2. Here, we compared the abundance and pollination abilities of the golden drone fly (Eristalinus punctulatus) to the European honey bee (Apis mellifera) in hybrid carrot crop fields known to produce variable seed yields in regional New South Wales, Australia. We further observed the egg-laying behaviours of female golden drone flies at a commercial berry orchard to provide insight into the habitat needs of this species.
3. In hybrid carrot crop fields, golden drone flies were far less abundant flower visitors than European honey bees" however, these flies deposited more carrot pollen grains on average (8.21±3.04SE) onto carrot flowers than European honey bees (3.45±1.06SE). Both insects also deposited pollen onto a similar number of carrot flowers (pollinated) per visit (about 2 out of 18).

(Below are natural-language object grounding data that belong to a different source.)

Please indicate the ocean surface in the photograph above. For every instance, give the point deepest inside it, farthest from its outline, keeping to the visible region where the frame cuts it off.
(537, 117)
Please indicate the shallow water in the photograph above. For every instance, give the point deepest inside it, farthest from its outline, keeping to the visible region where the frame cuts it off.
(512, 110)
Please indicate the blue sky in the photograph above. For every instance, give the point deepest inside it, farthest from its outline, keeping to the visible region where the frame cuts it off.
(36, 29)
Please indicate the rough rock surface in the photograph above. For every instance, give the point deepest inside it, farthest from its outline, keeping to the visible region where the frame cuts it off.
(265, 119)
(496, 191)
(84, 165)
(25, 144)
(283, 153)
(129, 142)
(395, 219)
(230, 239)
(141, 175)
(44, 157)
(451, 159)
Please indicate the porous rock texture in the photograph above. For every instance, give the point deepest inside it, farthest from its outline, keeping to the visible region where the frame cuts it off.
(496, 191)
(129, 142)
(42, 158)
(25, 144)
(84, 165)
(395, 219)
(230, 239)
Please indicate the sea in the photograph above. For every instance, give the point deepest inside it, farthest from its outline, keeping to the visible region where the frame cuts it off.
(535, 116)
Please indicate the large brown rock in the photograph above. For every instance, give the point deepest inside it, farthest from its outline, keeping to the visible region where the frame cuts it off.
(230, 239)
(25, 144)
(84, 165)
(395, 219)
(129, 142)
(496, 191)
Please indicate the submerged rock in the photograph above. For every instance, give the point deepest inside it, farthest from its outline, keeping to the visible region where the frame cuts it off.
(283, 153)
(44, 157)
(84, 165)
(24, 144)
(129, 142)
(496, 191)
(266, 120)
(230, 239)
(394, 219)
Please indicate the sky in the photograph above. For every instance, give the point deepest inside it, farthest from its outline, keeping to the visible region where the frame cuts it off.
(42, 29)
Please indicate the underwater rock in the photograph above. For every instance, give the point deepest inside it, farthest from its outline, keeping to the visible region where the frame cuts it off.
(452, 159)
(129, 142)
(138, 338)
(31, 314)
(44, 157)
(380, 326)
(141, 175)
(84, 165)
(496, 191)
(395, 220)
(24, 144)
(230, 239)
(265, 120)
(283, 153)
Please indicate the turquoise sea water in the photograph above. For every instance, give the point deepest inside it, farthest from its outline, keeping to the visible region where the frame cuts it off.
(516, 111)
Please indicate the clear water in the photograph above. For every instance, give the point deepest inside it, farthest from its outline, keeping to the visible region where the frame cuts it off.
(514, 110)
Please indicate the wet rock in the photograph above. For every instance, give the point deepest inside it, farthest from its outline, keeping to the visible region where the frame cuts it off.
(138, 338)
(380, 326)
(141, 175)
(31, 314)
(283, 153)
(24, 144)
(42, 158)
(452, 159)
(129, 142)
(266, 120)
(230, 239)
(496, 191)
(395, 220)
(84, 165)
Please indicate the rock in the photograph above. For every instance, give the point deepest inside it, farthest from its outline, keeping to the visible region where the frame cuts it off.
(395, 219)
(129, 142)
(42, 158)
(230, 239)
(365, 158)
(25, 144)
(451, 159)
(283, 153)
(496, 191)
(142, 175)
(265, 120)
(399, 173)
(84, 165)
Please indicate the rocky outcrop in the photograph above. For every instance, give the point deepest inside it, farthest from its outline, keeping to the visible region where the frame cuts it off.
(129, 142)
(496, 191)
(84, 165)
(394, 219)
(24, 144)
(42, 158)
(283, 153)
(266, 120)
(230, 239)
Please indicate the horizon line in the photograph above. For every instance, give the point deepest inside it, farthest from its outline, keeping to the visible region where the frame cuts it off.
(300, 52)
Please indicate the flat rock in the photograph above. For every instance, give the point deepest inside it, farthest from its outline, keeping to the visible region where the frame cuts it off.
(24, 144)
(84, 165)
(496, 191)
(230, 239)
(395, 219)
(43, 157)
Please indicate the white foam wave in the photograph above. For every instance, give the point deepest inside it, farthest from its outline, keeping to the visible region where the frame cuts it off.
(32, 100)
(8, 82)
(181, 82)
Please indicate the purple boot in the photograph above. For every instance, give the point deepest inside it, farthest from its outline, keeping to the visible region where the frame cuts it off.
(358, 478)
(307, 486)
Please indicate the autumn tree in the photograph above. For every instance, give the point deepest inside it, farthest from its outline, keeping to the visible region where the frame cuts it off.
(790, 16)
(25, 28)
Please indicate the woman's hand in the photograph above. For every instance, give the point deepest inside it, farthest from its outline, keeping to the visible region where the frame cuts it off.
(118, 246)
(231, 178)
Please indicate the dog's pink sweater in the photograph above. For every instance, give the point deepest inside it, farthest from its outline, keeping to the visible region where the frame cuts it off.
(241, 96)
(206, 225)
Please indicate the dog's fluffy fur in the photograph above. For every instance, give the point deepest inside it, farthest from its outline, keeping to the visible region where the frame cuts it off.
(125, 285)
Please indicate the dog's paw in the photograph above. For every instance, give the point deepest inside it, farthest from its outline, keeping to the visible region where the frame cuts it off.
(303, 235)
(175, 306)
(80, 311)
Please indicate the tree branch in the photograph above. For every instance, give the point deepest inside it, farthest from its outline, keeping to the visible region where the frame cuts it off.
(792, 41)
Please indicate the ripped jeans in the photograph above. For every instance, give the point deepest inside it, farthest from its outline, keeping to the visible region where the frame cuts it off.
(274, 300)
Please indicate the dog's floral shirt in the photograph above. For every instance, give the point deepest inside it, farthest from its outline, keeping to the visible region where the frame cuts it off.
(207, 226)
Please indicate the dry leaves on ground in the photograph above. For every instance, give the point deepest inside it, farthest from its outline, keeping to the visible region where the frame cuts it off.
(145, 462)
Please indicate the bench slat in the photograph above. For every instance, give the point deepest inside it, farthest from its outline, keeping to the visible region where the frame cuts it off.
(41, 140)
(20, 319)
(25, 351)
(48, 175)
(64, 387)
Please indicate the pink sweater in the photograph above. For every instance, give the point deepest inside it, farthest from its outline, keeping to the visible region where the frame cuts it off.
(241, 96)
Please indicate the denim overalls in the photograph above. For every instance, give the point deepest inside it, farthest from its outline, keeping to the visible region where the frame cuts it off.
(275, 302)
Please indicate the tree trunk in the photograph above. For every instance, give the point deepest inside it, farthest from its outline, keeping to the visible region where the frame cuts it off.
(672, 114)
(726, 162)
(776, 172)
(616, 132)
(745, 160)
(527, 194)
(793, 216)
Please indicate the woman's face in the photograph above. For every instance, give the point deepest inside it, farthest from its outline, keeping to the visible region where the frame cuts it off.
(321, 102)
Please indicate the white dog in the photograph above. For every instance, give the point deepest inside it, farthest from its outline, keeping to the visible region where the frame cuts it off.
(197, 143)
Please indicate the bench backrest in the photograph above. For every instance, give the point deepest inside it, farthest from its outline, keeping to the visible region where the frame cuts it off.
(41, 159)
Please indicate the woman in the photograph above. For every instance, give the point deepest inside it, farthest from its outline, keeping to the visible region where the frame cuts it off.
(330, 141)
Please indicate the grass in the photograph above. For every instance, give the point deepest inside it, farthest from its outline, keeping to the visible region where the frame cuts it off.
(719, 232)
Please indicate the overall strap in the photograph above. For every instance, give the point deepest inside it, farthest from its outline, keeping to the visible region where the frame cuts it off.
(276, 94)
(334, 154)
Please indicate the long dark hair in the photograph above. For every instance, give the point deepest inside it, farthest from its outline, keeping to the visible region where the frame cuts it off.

4. Golden drone flies were observed laying eggs within masses of discarded red raspberry plant roots and soil (root balls) at a commercial berry orchard. The natural habitat utilised by these flies, as well as their egg-laying behaviours, were described for the first time.
5. Our results indicate that golden drone flies are effective pollinators of hybrid carrot crop plants. The habitat that these flies utilised to lay eggs (discarded plants and water) is cheap and commonly found in crop agroecosystems. Therefore, we recommend placing this low-cost habitat within, or nearby, crop fields as a potential management practice to support the lifecycle needs of golden drone flies and other non-bee pollinators.